Un grand avantage de la Corse c’est que la mer et la montagne sont intimement mêlés.
Après avoir déjeuner d’une langouste dans un petit port du Cap à midi je me retrouve à Murato petit village accroché au dessus de Bastia, dans une montagne printanière qui sent bon la menthe sauvage et la myrte.
La Ferme, rien de très original dans le nom, mais sacrement unique dans la situation.
Je défis quiconque d’y aller sans des explications détaillées et précises, petit chemin de terre dissimulé dans un virage sur la route à la sortie de Murato. Une fois sur place 4x4 et grosses berlines prouvent que l’endroit est réputé et même recherché.
Réservation indispensable.
Petite maison de poupée en pierre apparente dont les pièces forment des successions de salles à manger privatives ou très intimistes (2 ou 3 tables maximum).

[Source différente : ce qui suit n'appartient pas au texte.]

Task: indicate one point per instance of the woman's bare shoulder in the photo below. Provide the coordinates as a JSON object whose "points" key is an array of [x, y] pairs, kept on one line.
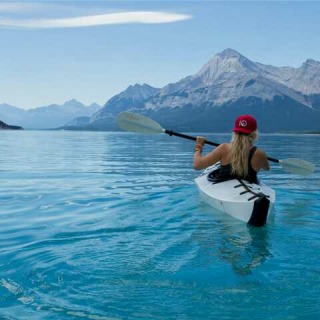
{"points": [[260, 153]]}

Ici pas de menu pas de carte, une succession de mets Corse exclusivement proposés par Eric le fils de la Patronne avec un humour pointu et entendu. Accueil avec muscat, frais et fruité au goût de raisin intense, grenadine pour les enfants. Puis le marathon est lancé : Soupe de légume pancetta, beignets au fromage corse, charcuterie corse, stroga preti (je ne garantie pas l’orthographe): traduction littéraire de « étouffe curé », ce sont des boulettes de blettes et de bruccio cuit au four avec un ragoût de veau, cote de veau corse de l’élevage de la ferme même, fromage de chèvre de brebis et fromage de brebis vieux battu (pas la brebis le fromage, tel est l’humour prévisible d’Eric) à l’eau de vie, qui pour les non initiés et les enfants n’est pas recommandable car c’est un vomitif hypothétique et pour terminer soufflet à la marmelade de clémentine et eau de vie.
Vin rouge blanc ou rosé à volonté.
On en ressort comme on peut et satisfait de se dire que le lendemain un bon bouillon de poule fera l’affaire.
Tout ça est bon et évidemment, vous l’aurez compris typique, le prix je ne le connais pas j’étais invité, merci mon fils.